В этом трудном признании есть определенная смелость и, возможно, что-то от сладострастного мазохизма. В некоторых фразах Хаксли мы ощущаем бодлеровские состояния души, а среди поэтов это один из тех, кого он цитирует чаще других. Интеллект, скука, а чтобы бежать от скуки и мыслей – желание, разумеется очень умственное, безжалостной чувственности; все это, столь присущее Бодлеру, преобладает в творчестве Хаксли. Если этот последний остался бы прежним, он мог бы с невероятным блеском представить наступивший после войны период прозорливого и возвышенного отчаяния. Но он, похоже, уже изменился. Лоуренс сказал о нем:
«В каждом из нас больше индивидуальности, и каждый, кто пишет свои романы, – не кто иной, как маленький Олдос среди других людей, возможно гораздо более высоких, которые не пишут книг. Я имею в виду, что пишет только какая-то его часть, а не он сам.
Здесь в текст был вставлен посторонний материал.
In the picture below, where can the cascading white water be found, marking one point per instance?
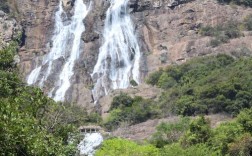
(66, 45)
(119, 56)
(90, 142)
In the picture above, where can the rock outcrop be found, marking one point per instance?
(167, 30)
(10, 29)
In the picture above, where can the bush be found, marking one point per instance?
(223, 135)
(238, 2)
(196, 150)
(248, 22)
(167, 133)
(241, 146)
(130, 110)
(4, 6)
(245, 119)
(117, 146)
(199, 132)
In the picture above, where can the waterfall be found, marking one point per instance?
(119, 56)
(65, 49)
(90, 142)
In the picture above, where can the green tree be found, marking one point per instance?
(123, 147)
(199, 132)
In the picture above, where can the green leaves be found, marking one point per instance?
(123, 147)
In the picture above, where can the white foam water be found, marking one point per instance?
(119, 56)
(90, 142)
(66, 45)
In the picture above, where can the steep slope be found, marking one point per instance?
(167, 33)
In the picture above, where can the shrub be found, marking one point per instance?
(167, 133)
(199, 132)
(117, 146)
(241, 146)
(248, 22)
(245, 119)
(223, 135)
(196, 150)
(4, 6)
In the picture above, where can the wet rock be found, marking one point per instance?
(68, 4)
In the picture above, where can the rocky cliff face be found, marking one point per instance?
(168, 32)
(10, 29)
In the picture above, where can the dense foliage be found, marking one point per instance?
(205, 85)
(238, 2)
(123, 147)
(30, 122)
(4, 6)
(190, 138)
(125, 109)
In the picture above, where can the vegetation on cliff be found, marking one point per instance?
(190, 138)
(205, 85)
(30, 122)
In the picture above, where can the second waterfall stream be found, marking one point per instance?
(66, 47)
(119, 56)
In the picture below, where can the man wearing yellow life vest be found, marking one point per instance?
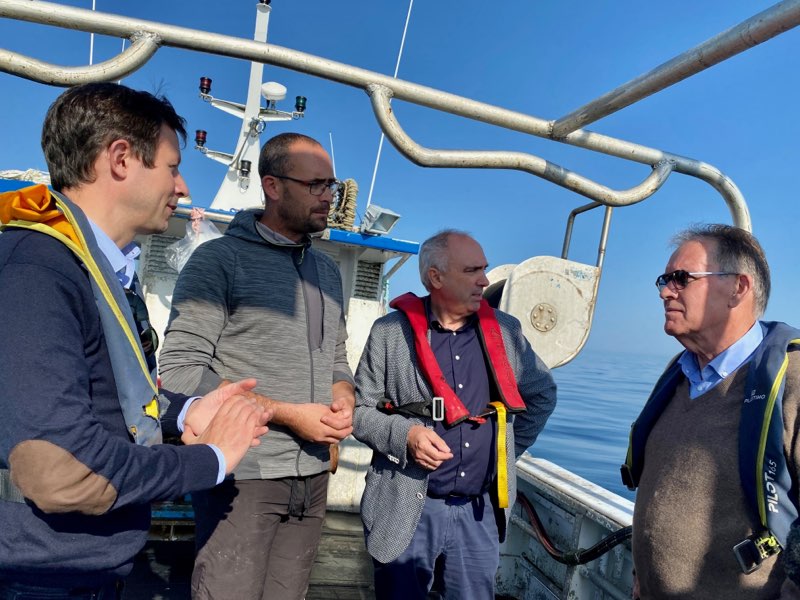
(81, 426)
(714, 453)
(449, 394)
Нет, мне не нравятся его книги, хотя я вижу в них какую-то отчаянную смелость в отрицаниях и отречениях. Но повторяю, я чувствую, что только одна часть его самого пишет книги, это своего рода раннее детство. Реальная жизнь, безусловно, гораздо взрослее».
Как всякий цивилизованный человек, реальный Олдос постигает реальную жизнь, инстинкты и страсти через поэзию и музыку. И об обеих он говорит как человек, чувствующий и понимающий их.
Только поэты, говорит он, могут синтезировать жизнь той или иной эпохи. Энциклопедисты не могут этого сделать по той причине, что их интересуют только интеллектуальные способности человека; всего остального, его сути, они даже не касаются.
А в эссе под названием «Дальнейшее – молчание» он пишет:
«Чистое чувство и постижение прекрасного, боль и радость, любовь, мистический восторг и смерть – все глубинное, наиболее значимое для человеческой души можно пережить, но не выразить. Дальше – всегда и везде тишина. После тишины лучше всего невыразимое выражает музыка. Замечательно то, что тишина составляет неотъемлемую часть всякой хорошей музыки»[377].
Всякий раз, желая выразить гармонию мира, Хаксли прибегает к музыкальным образам. «Среди мелодий, которые встречаются в человеческом контрапункте, есть песни любви и анакреонтические песни, марши и дикие танцы, песни ненависти и шумные веселые песни». Говоря о творчестве Кэтрин Мэнсфилд, мы уже отмечали, что именно ее способность одновременно осознавать трагическое и смешное, невероятное и обыденное позволила ей обрести мистическое понимание мира и человеческой жизни. Только согласившись с тем, что мир непрост и до конца непостижим, мы начинаем понимать его. Подлинная философия – это религия, или же искусство, что представляет собой еще один вариант религии.